Early Doctors

The first European doctor other than the surgeons of visiting ships to practice in Western Australia was Isaac Scott Nind, the Regimental Surgeon who accompanied Major Lockyer and a detachment of the 39th Regiment to King George Sound (later Albany) in 1826. His first recorded patients were two soldiers speared by the local inhabitants. He also made the pioneer studies of Aboriginal anthropology by Western settlers and published the first Aboriginal vocabulary with the Royal Geographical Society. 
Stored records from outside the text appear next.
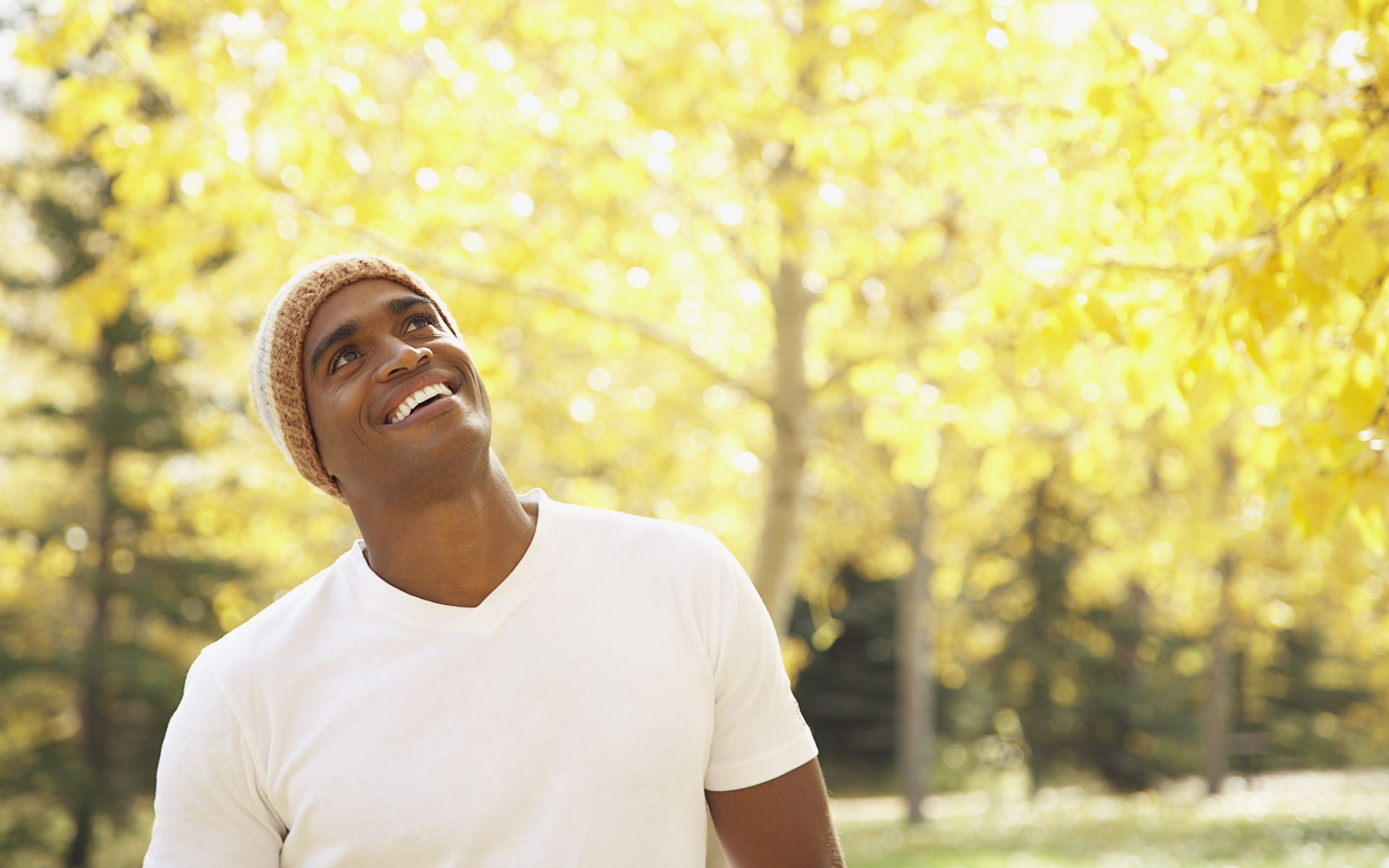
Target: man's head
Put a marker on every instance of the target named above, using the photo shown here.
(351, 345)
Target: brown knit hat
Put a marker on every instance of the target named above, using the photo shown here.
(277, 362)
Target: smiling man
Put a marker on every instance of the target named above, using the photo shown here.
(485, 680)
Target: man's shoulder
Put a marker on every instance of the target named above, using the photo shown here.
(284, 623)
(608, 527)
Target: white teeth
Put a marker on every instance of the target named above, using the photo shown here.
(415, 400)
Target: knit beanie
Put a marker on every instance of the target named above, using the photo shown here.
(277, 360)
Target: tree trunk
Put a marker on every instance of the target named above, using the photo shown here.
(94, 734)
(1216, 712)
(916, 671)
(780, 548)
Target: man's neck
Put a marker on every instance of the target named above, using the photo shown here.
(455, 550)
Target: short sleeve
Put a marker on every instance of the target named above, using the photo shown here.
(759, 732)
(210, 807)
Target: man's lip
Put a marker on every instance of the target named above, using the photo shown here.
(413, 385)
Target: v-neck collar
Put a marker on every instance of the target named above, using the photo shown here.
(378, 595)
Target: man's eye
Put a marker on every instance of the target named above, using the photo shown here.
(342, 359)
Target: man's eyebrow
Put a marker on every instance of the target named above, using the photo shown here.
(402, 303)
(338, 335)
(394, 309)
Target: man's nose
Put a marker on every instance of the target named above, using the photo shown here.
(402, 356)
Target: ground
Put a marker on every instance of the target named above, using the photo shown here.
(1331, 820)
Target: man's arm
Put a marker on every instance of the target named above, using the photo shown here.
(780, 824)
(209, 805)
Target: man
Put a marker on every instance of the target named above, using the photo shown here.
(484, 680)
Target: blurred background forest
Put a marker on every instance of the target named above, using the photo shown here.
(1030, 353)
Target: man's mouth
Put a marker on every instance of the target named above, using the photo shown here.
(419, 399)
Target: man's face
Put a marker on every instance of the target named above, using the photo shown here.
(394, 396)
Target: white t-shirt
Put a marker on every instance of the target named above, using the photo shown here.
(573, 719)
Above:  Bone saw. Amputation was once a common form of a cure!

James Stirling's 1829 arrival at the Swan River brought medical men to the new colony. Some medical practitioners arrived as settlers and were given grants of land, however "official" doctors such as Colonial Surgeons, were attached to the military or the navy. In the first few years no fewer than twelve doctors out of a few hundred colonists either died or lost their reason. Near Preston Point, 29 year old Dr John Whatley drowned while trying to ferry a live cow across the Swan River.  27 year old Dr Charles Simmonds, the first Colonial Surgeon also died young.

Others of note included the first Resident Surgeon of King George Sound, Alexander Collie; Captain F. C. Irwin of the 63rd Regiment; Dr W. L. Milligan who erected the earliest hospital in WA and the first to be a licenced medical practitioner in WA; Dr J. S. Hampton who was Governor from 1862 to 1868; Dr T. H. Lovegrove, the Principal Medical Officer and WA's first Coroner. In 1886, the still current Health Act was enacted and in 1909 Dr J. W. Hope became the State's first Commissioner of Public Health.




One of the features of our museum is the an old doctor's surgery. Dr J. Ralph Donaldson (1895-1985) was a general practitioner in the Perth suburbs of Wembley and Floreat from 1922 until 1985. Following his death his widow Mrs Ruth G. Donaldson donated many of the furnishings and objects from his surgery, which is now recreated at our museum.